Hi, I’m Simon Arneaud, an independent tech consultant. Welcome to my personal blog.
What I do
My typical day job is what some people call site reliability engineering (SRE). I help organisations develop, deploy and manage software systems that are reliable, maintainable, efficient and scalable (for both machines and people). A good example is the work I did scaling the social media site Vocal. I mostly work for fast-growing small and medium companies that want help across their existing tech stack. Typical requests include
- Production-ready, reliable app deployments on Linux/Unix-like systems (cloud or on-prem, using a wide range of platforms)
- Automation, infrastructure-as-code and development processes
- Site migrations
- Software, networking and systems architecture advice
- Problem-solving in compliance environments
- Performance tuning of apps and databases (mainly PostgreSQL)
I also do programming and other nerdy things as hobbies.

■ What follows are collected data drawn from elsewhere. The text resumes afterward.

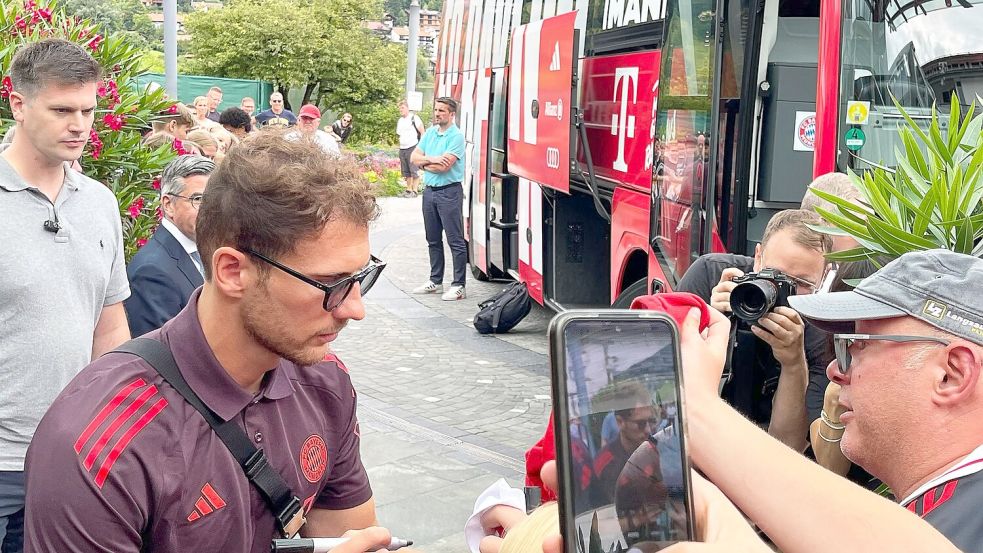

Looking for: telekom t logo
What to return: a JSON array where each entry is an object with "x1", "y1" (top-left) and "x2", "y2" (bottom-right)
[{"x1": 611, "y1": 67, "x2": 639, "y2": 172}]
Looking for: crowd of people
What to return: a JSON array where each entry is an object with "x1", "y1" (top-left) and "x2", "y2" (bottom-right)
[
  {"x1": 3, "y1": 36, "x2": 983, "y2": 553},
  {"x1": 143, "y1": 86, "x2": 357, "y2": 164}
]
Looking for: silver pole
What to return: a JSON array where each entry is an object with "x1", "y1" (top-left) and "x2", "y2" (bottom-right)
[
  {"x1": 406, "y1": 0, "x2": 420, "y2": 94},
  {"x1": 163, "y1": 0, "x2": 178, "y2": 98}
]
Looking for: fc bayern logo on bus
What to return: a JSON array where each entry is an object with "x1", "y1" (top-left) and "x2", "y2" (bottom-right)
[{"x1": 798, "y1": 115, "x2": 816, "y2": 150}]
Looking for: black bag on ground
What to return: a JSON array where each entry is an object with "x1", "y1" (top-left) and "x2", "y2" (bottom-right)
[{"x1": 473, "y1": 282, "x2": 532, "y2": 334}]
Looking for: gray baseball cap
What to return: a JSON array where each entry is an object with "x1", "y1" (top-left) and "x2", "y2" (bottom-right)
[{"x1": 788, "y1": 249, "x2": 983, "y2": 346}]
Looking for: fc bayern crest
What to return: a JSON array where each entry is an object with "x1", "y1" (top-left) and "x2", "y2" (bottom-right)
[{"x1": 300, "y1": 434, "x2": 328, "y2": 483}]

Sometimes I publish my programming projects on Gitlab.
Things I post about
You’re probably not interested in all the things I am, so I organise my posts by tag. Most of my posts are about
- Things I’ve learned from SRE work (Reliability, Performance, Software Engineering)
- Things I’ve learned by running my own business (Business, Careers, Sociotechnology)
- Computer science and algorithms (Computer Science)
- Systems programming (Systems Design, Low Level)
- Maths (Mathematics)
- System administration and tooling (Tools, Servers)
- Security (Security)
- Various things I translate from Japanese (Translation and Japanese)
A lot of my hobby programming is in the D programming language, so I often blog about various D-related things.
Can I work for you?
To save some time, check this list before contacting me:
Do you want me to join your company as an employee?
Sorry, I enjoy running my own business, so you’d have to offer me an above-market deal to give it up. Realistically, you’re better off finding someone else who does want to be an employee.
Do you have a cool business idea and want someone to build it?
I recommend reading a book like The Lean Startup, and prioritising finding a market fit as quickly and cheaply as possible. Performance and scalability can come later.
Do you want me to work for a discount because your project is “interesting”?
I’m already interested in a lot of things.
Most “boring” work still has plenty of interesting problems in the details. When people come to me apologising about their “boring” work, I know there’s got to be some other reason it matters to them. That reason usually makes it interesting.